YOU'RE A #%@*ING DONKEY
By: Kent Anderson

I haven’t seen daylight in three days. I’ve been shut in my apartment, taken to the mat by a hideous flu-like sickness that was covertly introduced into my world. It’s my own fault. In an effort to leave the poker table with more of my winnings I have reduced my whiskey intake. Conventional wisdom wants you to believe that health improves when so called “vices” are avoided. There is some room for debate here. I haven’t taken ill for years because I maintain a perfectly toxic environment in my body that includes generous and regular doses of whiskey, cigarettes and an eclectic selection of restaurant prepared high fat low fiber meals. This futuristic regimen makes it impossible for germs and viruses to gain a foothold. If you remove the corner stone the building tumbles. The positive in all this is that I have been playing a lot of poker online. The virtual game has been integral to my convalescence with one exception… there are a lot of donkeys out there. Without fail at every table people are calling each other donkeys. What a Donk move, Donk Donk you’re there, typical Internet Donkey and my favorite, You’re a #%@*ING Donkey.

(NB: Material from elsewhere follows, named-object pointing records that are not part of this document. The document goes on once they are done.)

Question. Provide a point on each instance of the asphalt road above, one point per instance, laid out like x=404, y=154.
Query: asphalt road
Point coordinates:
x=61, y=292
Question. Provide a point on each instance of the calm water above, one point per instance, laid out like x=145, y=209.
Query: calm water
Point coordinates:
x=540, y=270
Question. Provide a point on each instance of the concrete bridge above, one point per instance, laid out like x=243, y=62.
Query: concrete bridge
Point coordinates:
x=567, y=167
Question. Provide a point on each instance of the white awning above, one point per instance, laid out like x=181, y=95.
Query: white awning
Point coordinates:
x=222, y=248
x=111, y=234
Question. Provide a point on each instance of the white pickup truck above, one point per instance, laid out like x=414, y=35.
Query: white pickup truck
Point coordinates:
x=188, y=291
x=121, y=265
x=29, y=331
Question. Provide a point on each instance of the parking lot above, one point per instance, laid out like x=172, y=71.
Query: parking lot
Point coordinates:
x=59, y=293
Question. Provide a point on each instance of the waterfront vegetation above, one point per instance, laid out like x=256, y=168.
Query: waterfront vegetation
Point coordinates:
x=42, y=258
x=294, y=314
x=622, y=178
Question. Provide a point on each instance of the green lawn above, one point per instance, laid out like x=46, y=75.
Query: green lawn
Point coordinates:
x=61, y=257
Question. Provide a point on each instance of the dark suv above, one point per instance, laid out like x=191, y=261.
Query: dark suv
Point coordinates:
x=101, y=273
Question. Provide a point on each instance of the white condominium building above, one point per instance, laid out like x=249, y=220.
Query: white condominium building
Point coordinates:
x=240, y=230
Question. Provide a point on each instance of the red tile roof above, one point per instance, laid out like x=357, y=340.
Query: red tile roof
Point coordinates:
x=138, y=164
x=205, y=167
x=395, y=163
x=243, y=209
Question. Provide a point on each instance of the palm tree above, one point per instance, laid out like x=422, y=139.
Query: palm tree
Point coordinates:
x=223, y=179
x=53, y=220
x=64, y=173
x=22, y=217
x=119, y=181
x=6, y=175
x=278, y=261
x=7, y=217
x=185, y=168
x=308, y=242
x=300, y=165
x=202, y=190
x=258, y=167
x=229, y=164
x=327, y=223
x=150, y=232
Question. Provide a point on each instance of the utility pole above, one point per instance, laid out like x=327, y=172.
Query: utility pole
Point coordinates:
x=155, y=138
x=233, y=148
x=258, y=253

These keyboard tirades are consistently dripping with irony. Like when the short stack prices you in for your open ended straight draw, you hit it on the turn and without hesitation he bulldozes the rest of his stack to you.
Wait for it…. wait… here it is… “Only a donkey would make that call” Maybe it was a donkey making that foolish bet.

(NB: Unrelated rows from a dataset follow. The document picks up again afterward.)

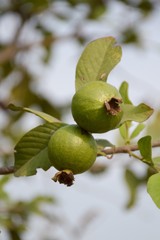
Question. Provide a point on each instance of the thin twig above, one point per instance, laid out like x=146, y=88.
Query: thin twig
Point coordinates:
x=126, y=149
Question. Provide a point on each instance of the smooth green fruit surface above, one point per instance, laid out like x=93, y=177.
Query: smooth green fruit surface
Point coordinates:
x=96, y=107
x=72, y=148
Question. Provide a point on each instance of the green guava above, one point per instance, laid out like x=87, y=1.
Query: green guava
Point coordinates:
x=96, y=107
x=72, y=148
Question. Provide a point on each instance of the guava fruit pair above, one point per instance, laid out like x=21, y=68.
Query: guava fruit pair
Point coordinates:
x=72, y=149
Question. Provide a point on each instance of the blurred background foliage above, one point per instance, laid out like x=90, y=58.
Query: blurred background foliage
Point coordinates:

All these little green poker hoods crying donkey are actually crying out for help as they have reached their frustration limits with their own Ass-like play. Just because you flopped top pair doesn’t mean you win sunshine. And just because your opponent called a bet you wouldn’t or couldn’t doesn’t make them a #%@*ING donkey.

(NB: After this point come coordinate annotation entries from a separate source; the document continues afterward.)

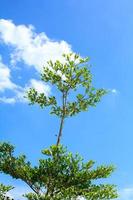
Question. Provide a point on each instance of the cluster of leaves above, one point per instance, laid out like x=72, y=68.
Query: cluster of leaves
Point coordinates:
x=60, y=175
x=72, y=75
x=3, y=190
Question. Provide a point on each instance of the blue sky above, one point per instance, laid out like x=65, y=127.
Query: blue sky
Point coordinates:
x=102, y=30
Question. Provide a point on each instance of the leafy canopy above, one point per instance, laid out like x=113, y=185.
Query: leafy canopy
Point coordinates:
x=73, y=80
x=70, y=76
x=60, y=175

While conventional wisdom may dictate that there is something inherently negative about donkeys, I must once again take exception. The dictionary definition clears it all up. A Donkey is defined as a sturdy patient mammal classified with the Asses. Sounds like he might make one hell of a card player.
So next time you slow play you’re pocket Aces and get dropped by a flush on the river, it’s not a bad beat, it’s bad play and the stubborn beast of burden at the table is you. Until next time…
About Kent Anderson
Kent Anderson has spent the past year making the rounds at various poker rooms on the West Coast. He started playing poker at a cigar shop in the Belmont Shore section of Long Beach, California in the early nineties. Anderson, who hails from Long Beach, spent his childhood in South Africa before returning to study history at UC Berkeley, where he also rowed crew and was active in the Sigma Nu fraternity.
After punching the corporate clock for several years at Universal and Castle Rock Entertainment working for a feature film producer, he branched out on his own and is developing original film and television projects in addition to honing his poker game. Anderson, also an avid waterman, prolific in sailing and surfing, believes two simple credos: what others think has no material impact on your life unless you let it, and it's more fun to have more fun."